Setapak Langkah – 08 April 2026 | Komisi Pemberantasan Korupsi (KPK) kembali mengeluarkan panggilan kepada Muhammad Suryo, pendiri Surya Group Holding Company sekaligus pemilik merek rokok HS, setelah ia tidak hadir pada pertemuan sebelumnya yang berkaitan dengan dugaan pelanggaran bea cukai.
Kasus ini muncul setelah penyidik menemukan indikasi adanya manipulasi dokumen impor tembakau dan potensi penggelapan pajak yang merugikan negara. KPK menegaskan bahwa Suryo telah dipanggil pada tanggal 12 Maret 2024 namun tidak memberikan alasan resmi untuk ketidakhadirannya.

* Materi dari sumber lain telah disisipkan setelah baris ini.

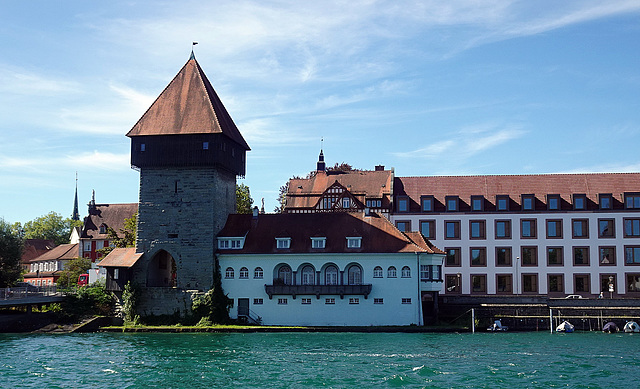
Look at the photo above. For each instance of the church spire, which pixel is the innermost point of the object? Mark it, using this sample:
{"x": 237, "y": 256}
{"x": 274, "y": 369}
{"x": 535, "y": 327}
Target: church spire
{"x": 321, "y": 167}
{"x": 76, "y": 214}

- Tanggal panggilan pertama: 12 Maret 2024
- Alasan tidak hadir: Tidak ada keterangan resmi
- Tanggal panggilan ulang: 5 April 2024
Panggilan ulang tersebut disampaikan melalui surat resmi yang menuntut kehadiran Suryo di kantor KPK pada 10 April 2024 pukul 09.00 WIB. KPK menambahkan bahwa kegagalan untuk memenuhi panggilan dapat berujung pada tindakan hukum lebih lanjut, termasuk penetapan tersangka dan penahanan.

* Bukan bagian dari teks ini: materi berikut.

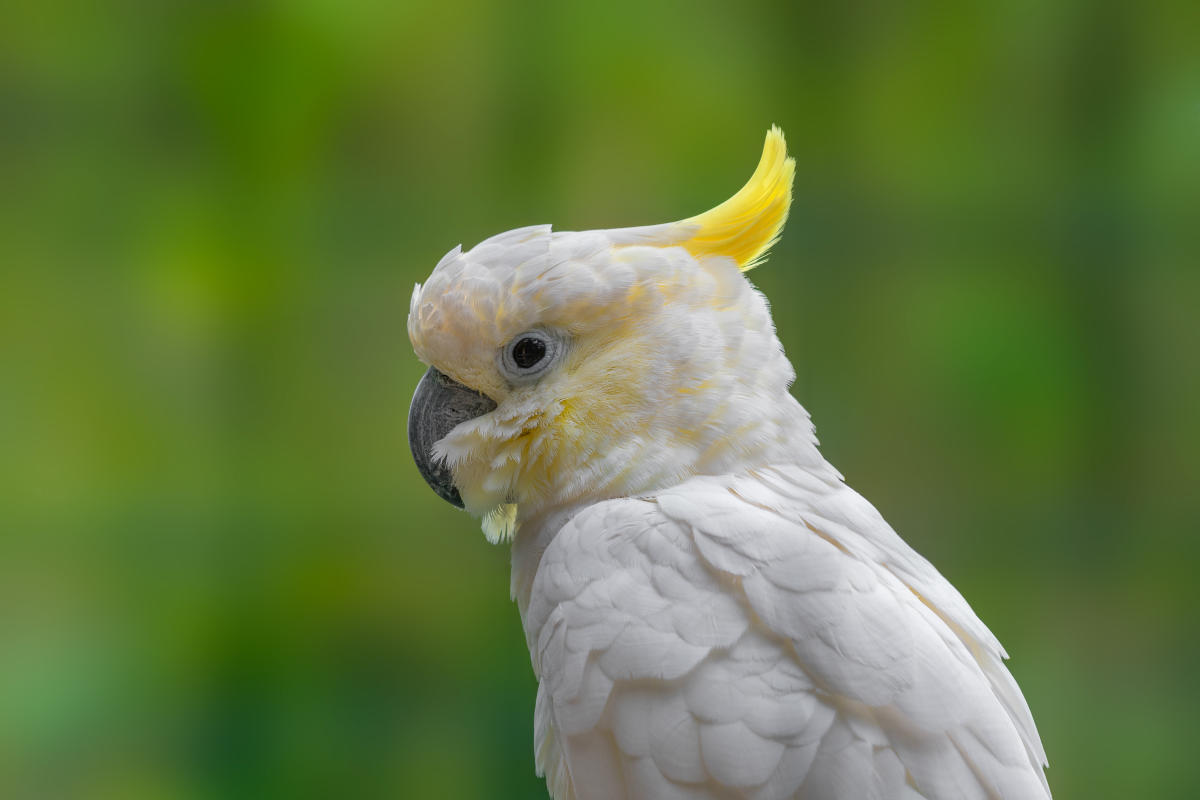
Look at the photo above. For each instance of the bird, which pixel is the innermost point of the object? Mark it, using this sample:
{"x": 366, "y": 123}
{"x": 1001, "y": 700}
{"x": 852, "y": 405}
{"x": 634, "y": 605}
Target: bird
{"x": 711, "y": 609}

Dalam pernyataannya, KPK menekankan pentingnya kerja sama dari semua pihak yang terlibat dalam penyelidikan untuk memastikan proses penegakan hukum berjalan transparan dan akuntabel. Sementara itu, pihak Surya Group belum memberikan komentar resmi terkait panggilan ulang ini.
Kasus ini menambah daftar penyelidikan KPK yang berfokus pada sektor industri tembakau, di mana dugaan praktik korupsi dan penyalahgunaan fasilitas bea cukai kerap menjadi sorotan publik.